Position location techniques and applications - Part 5: Cross-layering, cooperative networks & space-time processing

The use of multiple antennas such as the examples in the scenarios SIMO, MISO, and MIMO is a key feature in the concept of cooperation. When cooperation needs to be implemented in a reconfigurable network, such diversity can be obtained by coordinating several transmitters or receivers in order to achieve the same advantages as those for the MIMO channel (i.e., diversity). Another important issue to consider when looking into cooperative schemes is that not only physical layer performance must be measured, but also the effects and advantages of the coordination at higher layers to improve performance in an integral way in the network architecture.

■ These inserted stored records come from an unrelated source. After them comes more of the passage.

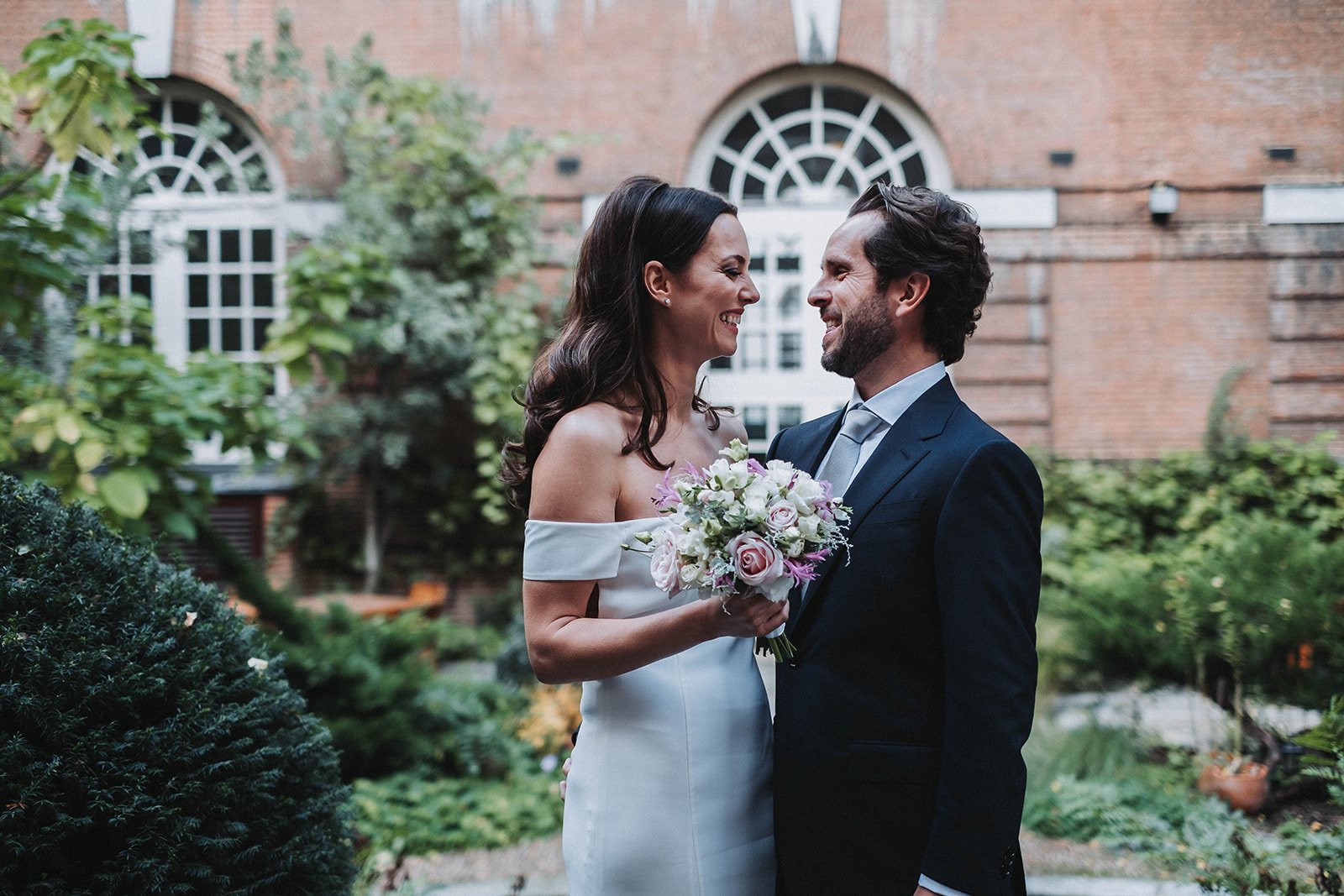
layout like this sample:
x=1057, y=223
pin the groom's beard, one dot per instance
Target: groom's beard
x=867, y=332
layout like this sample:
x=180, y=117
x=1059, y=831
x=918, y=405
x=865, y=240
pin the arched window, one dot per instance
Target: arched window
x=793, y=150
x=816, y=136
x=202, y=237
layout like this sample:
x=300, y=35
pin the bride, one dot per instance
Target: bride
x=669, y=789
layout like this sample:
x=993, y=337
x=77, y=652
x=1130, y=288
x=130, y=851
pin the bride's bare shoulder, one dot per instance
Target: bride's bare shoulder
x=593, y=427
x=575, y=474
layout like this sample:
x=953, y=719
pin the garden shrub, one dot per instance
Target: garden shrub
x=375, y=684
x=148, y=741
x=414, y=815
x=1132, y=553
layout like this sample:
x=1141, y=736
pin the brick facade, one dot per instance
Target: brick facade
x=1106, y=333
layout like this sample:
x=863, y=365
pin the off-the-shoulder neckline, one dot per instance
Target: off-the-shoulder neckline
x=643, y=519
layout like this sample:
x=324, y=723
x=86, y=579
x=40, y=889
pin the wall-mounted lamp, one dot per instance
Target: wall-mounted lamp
x=1162, y=202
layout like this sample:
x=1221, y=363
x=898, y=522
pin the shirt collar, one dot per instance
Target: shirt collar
x=891, y=402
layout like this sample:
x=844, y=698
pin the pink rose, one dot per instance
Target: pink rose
x=781, y=516
x=665, y=564
x=756, y=560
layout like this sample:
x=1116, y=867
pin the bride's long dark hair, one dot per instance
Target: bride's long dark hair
x=602, y=349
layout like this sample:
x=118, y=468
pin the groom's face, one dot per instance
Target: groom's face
x=859, y=322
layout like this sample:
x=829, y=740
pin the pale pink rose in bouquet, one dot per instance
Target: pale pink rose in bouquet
x=757, y=563
x=741, y=527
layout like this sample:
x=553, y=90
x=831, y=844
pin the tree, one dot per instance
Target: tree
x=148, y=739
x=74, y=90
x=89, y=406
x=412, y=322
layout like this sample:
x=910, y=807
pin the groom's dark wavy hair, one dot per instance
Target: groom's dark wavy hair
x=929, y=231
x=602, y=347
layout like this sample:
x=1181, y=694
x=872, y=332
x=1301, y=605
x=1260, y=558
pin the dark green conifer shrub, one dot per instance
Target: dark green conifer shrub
x=148, y=743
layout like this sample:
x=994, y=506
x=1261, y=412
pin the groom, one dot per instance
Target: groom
x=900, y=720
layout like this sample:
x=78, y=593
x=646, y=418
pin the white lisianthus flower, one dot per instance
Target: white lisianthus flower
x=756, y=499
x=691, y=543
x=665, y=564
x=781, y=516
x=810, y=527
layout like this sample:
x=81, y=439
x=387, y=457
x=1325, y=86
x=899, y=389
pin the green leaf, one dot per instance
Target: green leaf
x=42, y=438
x=67, y=429
x=124, y=493
x=89, y=454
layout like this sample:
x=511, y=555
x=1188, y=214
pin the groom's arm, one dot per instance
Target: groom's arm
x=987, y=564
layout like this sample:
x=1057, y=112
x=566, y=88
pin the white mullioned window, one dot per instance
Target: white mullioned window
x=793, y=150
x=202, y=238
x=817, y=136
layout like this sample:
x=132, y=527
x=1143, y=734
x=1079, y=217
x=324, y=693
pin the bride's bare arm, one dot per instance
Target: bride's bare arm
x=575, y=479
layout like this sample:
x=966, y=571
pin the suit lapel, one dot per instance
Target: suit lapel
x=900, y=452
x=808, y=457
x=815, y=448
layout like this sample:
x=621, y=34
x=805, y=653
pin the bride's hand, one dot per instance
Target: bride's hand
x=749, y=616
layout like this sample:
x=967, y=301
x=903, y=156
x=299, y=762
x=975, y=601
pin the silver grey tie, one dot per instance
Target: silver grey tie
x=859, y=423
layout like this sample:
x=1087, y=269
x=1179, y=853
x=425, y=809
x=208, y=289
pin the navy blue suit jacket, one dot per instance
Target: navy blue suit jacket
x=900, y=720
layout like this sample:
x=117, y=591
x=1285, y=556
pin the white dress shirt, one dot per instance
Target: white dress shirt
x=889, y=405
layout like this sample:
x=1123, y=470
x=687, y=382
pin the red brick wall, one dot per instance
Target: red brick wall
x=1106, y=335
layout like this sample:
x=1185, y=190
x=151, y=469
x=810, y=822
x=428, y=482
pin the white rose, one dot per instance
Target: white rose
x=691, y=575
x=691, y=543
x=781, y=516
x=665, y=564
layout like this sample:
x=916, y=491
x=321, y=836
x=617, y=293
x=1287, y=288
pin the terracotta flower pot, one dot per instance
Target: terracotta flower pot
x=1243, y=786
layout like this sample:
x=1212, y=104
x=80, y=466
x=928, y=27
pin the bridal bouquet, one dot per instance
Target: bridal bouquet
x=739, y=526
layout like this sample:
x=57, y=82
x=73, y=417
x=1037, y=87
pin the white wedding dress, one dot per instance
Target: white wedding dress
x=669, y=792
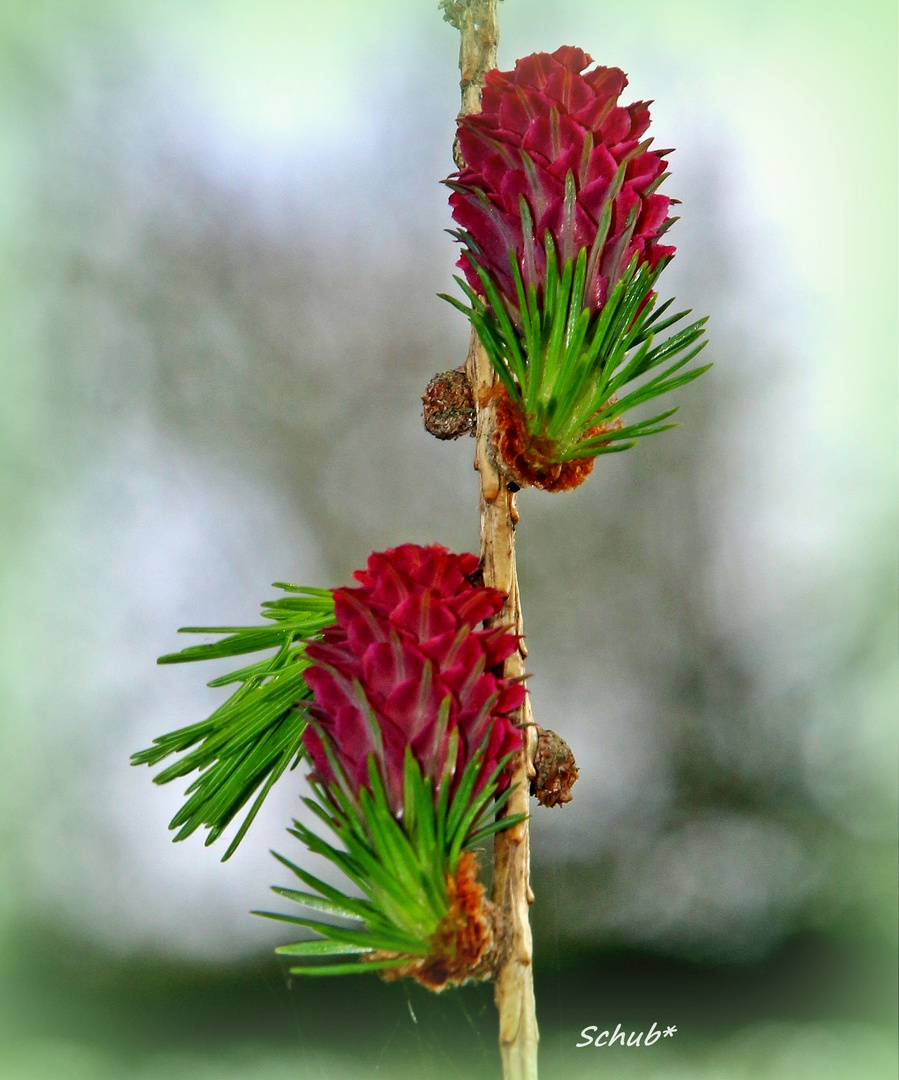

In order to implement cooperative communications in reconfigurable networks, nodes must be organized in some logical way so that they recognize potential helpers as a cluster. Such a group of nodes can be commanded by an AP that can be fixed or mobile but has more processing capability; or the group of nodes could be coordinated by the node in need for a certain period of time during which cooperation must take place.

In Scaglione et al. [72], a discussion of these fundamental principles is introduced, where BER and outage are chosen as performance metrics. They compare the noncooperative transmission versus the cooperative scenario, considering in principle a synchronous system with the amplify-and-forward strategy, as well as a comparison with the decode-and-forward strategy. It is shown that cooperation has advantages over noncooperative methods. Also, they discuss the issue of cooperation as a networking strategy to improve performance with influence and effects on lower layers, such that the concept of an end-to-end link remains to be well defined.

In Hong et al. [35], cooperative schemes with the objective of improving performance by relaying information through several nodes in the network and optimally allocating power and bandwidth are introduced. In order to achieve such cooperation, channel state information is used. Hong et al. also recommend defining strategies to consider the channel state information estimation improvement to achieve better power allocation.

Cooperation in multihop wireless networks is still an open issue to be studied and needs to be considered within the cross-layering framework together with the end-to-end link abstraction. Cooperative schemes increase the communication cost in the network, and strategies to decrease this cost as well as their robustness to time-varying characteristics, such as network topology, need to be investigated.

In general, nodes in the network must be able to decide by themselves whether to accept a relaying request. This would lead to a noncooperative or cooperative scheme depending on the decision taken by those nodes. The decision-making process must depend on variables such as environment and internal energy, since ultimately, it will determine the degree to which relaying can take place.

In Srinivasan et al. [73], a network with this idea of considering remaining energy in the nodes is introduced, and an algorithm to determine the optimal proportion of cooperation that each node should receive is formulated. The results show that such an algorithm converges to the optimal operation point. The remaining energy is considered by dividing the nodes in the network into classes where each class has an energy constraint and an expected lifetime. The results are presented by formulating a game theory framework for the algorithm.

The notion of topology organization is also helpful in establishing cooperative algorithms in reconfigurable networks. Nodes can be organized in clusters, and then each of those groups can determine which nodes will serve as intercluster communicators. In del Coso et al. [16], an algorithm that considers cooperative diversity using MIMO channels in wireless sensor networks is presented, time is slotted, and one of the time slots is used for internal communication in the clusters and another time slot is used for intercluster communication.

Energy constraints are also used in each of the links belonging to the end-to-end communication, and the algorithm achieves minimum outage probability in the entire trajectory by deriving the optimum times at which intra- or inter-cluster communication must take place at every hop as well as the power allocation in the route. The results show that diversity like that presented for MIMO channels is achieved using this algorithm.